Мне показалось, рот у меня загорелся. Я отвернулась и незаметно вытерла губы ладонью. Люди за нашим столом замолчали, положили ложки и вилки и молча смотрели на нас. Ветка изломанно, мелко захохотала, на самой высокой ноте, и стекла в окнах задрожали от ее хохота. «Ну вот и ладно! За это надо выпить! Ссора, драка, мир!»

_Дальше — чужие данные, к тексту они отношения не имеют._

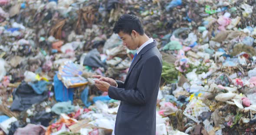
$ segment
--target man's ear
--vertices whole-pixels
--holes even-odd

Она подмигнула незнакомому мужчине за столом, он ловко сорвал с водки пробку, серебряная струя, перевиваясь, сначала ударила в Веткину рюмку, потом в мою. Ветка подняла рюмку и хотела было стукнуть ею о мою, да спохватилась, воскликнула: «На поминках не чокаются!» – и, хитро блестя в меня острыми, жгучими глазами, быстро выпила. Я выпила тоже. Водка встала у меня поперек горла. Кашель задушил, как астматичку. Я еле прожевала кусок селедки. Ветка глядела на меня, губы ее лукаво изгибались. В углах глаз вздрагивали лапки морщин. Я сидела слишком близко к ней, и я вдруг увидела, как обреченно испещрено мелкими, тоньше паутины, морщинами ее смеющееся, нарумяненное лицо. Неведомая, жалкая жалость стиснула мне сердце, как зубами. Прокусила. По-волчьи. Я захотела выпить еще водки. Но пить не стала.